In recent years, for the use in optical communication systems, optical modulators that use a semiconductor such as indium-phosphorus (InP) (hereinafter, “semiconductor optical modulators”) have been developed in place of optical modulators that use lithium niobate (LiNbO3) (hereinafter, “LN optical modulators”). Because it is possible to arrange electric field application efficiency of semiconductor modulators to be larger than that of LN modulators, it is easier to lower the driving voltage and to realize a compact design, with semiconductor modulators.
However, because semiconductors have a higher degree of optical confinement than lithium niobate (LiNbO3), the waveguide mode profile of semiconductors is smaller than that of lithium niobate. For this reason, when modulated light that is output from a semiconductor optical modulator is emitted from a waveguide into a space, the divergence angle of the modulated light is larger than the divergence angle of modulated light output from an LN optical modulator. In this situation, the modulated light output from the semiconductor optical modulator contains signal light and monitor light that monitors the signal light.
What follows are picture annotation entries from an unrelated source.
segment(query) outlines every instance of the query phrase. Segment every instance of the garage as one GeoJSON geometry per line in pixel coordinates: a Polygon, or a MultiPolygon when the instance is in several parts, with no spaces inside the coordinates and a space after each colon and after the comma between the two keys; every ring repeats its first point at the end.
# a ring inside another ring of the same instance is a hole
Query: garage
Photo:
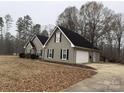
{"type": "Polygon", "coordinates": [[[89,52],[81,51],[81,50],[76,51],[76,63],[77,64],[88,63],[88,61],[89,61],[89,52]]]}

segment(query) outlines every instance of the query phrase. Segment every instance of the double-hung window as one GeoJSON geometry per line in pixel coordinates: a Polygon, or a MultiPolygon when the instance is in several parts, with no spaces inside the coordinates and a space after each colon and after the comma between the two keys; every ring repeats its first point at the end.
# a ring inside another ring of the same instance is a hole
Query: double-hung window
{"type": "Polygon", "coordinates": [[[69,57],[69,50],[68,49],[61,49],[61,59],[68,60],[69,57]]]}
{"type": "Polygon", "coordinates": [[[48,58],[53,58],[54,56],[54,49],[48,49],[47,51],[47,57],[48,58]]]}
{"type": "Polygon", "coordinates": [[[56,33],[56,43],[60,42],[60,32],[56,33]]]}

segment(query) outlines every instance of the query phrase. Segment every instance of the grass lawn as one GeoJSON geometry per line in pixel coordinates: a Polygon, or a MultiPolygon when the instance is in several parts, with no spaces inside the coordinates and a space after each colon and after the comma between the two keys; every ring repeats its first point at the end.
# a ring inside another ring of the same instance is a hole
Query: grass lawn
{"type": "Polygon", "coordinates": [[[94,74],[85,67],[0,56],[0,91],[61,91],[94,74]]]}

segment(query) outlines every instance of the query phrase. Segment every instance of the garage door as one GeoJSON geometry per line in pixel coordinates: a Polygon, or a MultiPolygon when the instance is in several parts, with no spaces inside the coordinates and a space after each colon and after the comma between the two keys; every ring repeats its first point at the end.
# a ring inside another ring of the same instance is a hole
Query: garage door
{"type": "Polygon", "coordinates": [[[89,52],[87,51],[76,51],[76,63],[88,63],[89,61],[89,52]]]}

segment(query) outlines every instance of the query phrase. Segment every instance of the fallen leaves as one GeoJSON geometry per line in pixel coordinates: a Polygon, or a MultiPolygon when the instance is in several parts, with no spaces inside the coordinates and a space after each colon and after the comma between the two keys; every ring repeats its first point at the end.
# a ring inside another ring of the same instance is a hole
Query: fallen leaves
{"type": "Polygon", "coordinates": [[[96,74],[85,67],[17,57],[10,57],[10,62],[9,57],[0,58],[0,63],[0,91],[5,92],[60,91],[96,74]]]}

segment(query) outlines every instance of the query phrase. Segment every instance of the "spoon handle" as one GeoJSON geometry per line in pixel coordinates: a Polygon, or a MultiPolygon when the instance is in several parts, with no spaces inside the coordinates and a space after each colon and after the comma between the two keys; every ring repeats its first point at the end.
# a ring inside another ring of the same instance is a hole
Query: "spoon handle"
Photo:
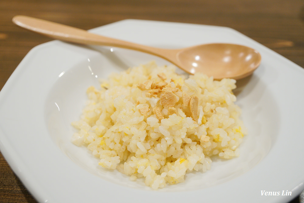
{"type": "Polygon", "coordinates": [[[164,50],[89,33],[86,30],[24,16],[17,16],[13,22],[20,27],[54,39],[84,44],[120,47],[144,52],[162,58],[164,50]]]}

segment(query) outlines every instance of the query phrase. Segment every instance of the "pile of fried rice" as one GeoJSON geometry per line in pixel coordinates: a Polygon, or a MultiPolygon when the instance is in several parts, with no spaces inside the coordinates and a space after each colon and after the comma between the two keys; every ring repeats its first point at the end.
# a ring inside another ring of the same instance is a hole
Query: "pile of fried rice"
{"type": "Polygon", "coordinates": [[[154,189],[210,170],[213,156],[239,156],[247,129],[234,103],[236,81],[175,71],[151,62],[89,87],[72,142],[87,146],[101,166],[143,177],[154,189]]]}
The increase in the divergence angle of the modulated light is not desirable, because when the divergence angle is large, there is a possibility that interference may be caused between signal light beams and/or between monitor light beams.
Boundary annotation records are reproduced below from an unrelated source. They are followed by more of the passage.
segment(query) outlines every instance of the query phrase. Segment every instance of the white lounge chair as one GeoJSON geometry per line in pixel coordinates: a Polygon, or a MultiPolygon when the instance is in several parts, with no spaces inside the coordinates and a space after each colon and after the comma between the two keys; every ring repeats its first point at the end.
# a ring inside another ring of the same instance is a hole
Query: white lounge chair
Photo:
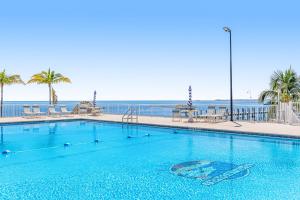
{"type": "Polygon", "coordinates": [[[72,113],[71,111],[68,111],[67,106],[60,106],[60,112],[62,115],[69,115],[72,113]]]}
{"type": "Polygon", "coordinates": [[[39,105],[33,105],[32,106],[32,112],[36,116],[41,116],[41,115],[45,114],[45,112],[41,112],[41,108],[40,108],[39,105]]]}
{"type": "Polygon", "coordinates": [[[33,117],[35,114],[31,111],[31,107],[29,105],[23,106],[23,115],[24,117],[33,117]]]}
{"type": "Polygon", "coordinates": [[[60,113],[60,112],[57,112],[57,111],[55,110],[55,107],[54,107],[54,106],[49,106],[49,107],[48,107],[48,114],[49,114],[49,116],[59,117],[61,113],[60,113]]]}

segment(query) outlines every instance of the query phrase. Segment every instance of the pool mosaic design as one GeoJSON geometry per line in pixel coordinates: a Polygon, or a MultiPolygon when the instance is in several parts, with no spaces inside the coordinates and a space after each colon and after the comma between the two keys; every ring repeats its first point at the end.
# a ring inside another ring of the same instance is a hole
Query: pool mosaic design
{"type": "Polygon", "coordinates": [[[199,180],[211,186],[228,179],[247,176],[252,164],[235,165],[219,161],[190,161],[172,166],[171,172],[182,177],[199,180]]]}
{"type": "Polygon", "coordinates": [[[0,134],[0,200],[300,197],[296,139],[87,120],[0,134]]]}

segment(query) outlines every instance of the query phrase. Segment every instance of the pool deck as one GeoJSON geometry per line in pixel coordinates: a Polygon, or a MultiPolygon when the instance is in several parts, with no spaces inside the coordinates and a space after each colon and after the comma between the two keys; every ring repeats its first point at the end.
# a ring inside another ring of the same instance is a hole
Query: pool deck
{"type": "MultiPolygon", "coordinates": [[[[39,118],[7,117],[7,118],[0,119],[0,124],[16,123],[16,122],[72,120],[72,119],[122,122],[122,115],[111,115],[111,114],[105,114],[101,116],[72,115],[68,117],[42,116],[39,118]]],[[[218,123],[208,123],[208,122],[188,123],[186,120],[185,121],[183,120],[182,122],[173,122],[171,118],[167,118],[167,117],[139,116],[138,124],[300,138],[300,126],[292,126],[292,125],[277,124],[277,123],[229,122],[229,121],[218,122],[218,123]]]]}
To cope with this situation, a known optical transmitting apparatus is configured so that, for the purpose of preventing the divergence angle from becoming large, a plurality of collimate lenses are provided on the subsequent stage side of a plurality of waveguides that guide signal light and monitor light. In the optical transmitting apparatus, the plurality of collimate lenses are held by a holding member in such a manner that the optical axes of the plurality of waveguides are aligned with the optical axes of the plurality of collimate lenses, respectively. Further, the signal light and the monitor light that are emitted from the waveguides into the space are collimated by the plurality of collimate lenses. The signal light and the monitor light collimated by the plurality of collimate lenses are emitted from the plurality of collimate lenses in mutually the same emission direction.
Patent Document 1: Japanese Laid-open Patent Publication No. 2003-69504
According to the conventional technique described above, however, a problem arises where the apparatus becomes large-sized due to the positional relationship among the component parts along the emission direction of the signal light or the monitor light.
Let us further discuss this issue. According to the conventional technique described above, because the signal light and the monitor light are emitted from the plurality of collimate lenses in mutually the same direction, the positional arrangement of the component parts provided on the subsequent stage side of the plurality of collimate lenses is limited. For example, let us discuss a situation in which a polarization beam combining element configured to perform a polarization beam combining process on the signal light and a light receiving element configured to receive the monitor light are provided on the subsequent stage side of the plurality of collimate lenses. In that situation, the positional relationship between the polarization beam combining element and the light receiving element is limited by the emission direction of the signal light and the monitor light from the plurality of collimate lenses. As a result, there is a possibility that the apparatus may need to be large-sized in accordance with the positional relationship between the polarization beam combining element and the light receiving element along the emission direction of the signal light or the monitor light.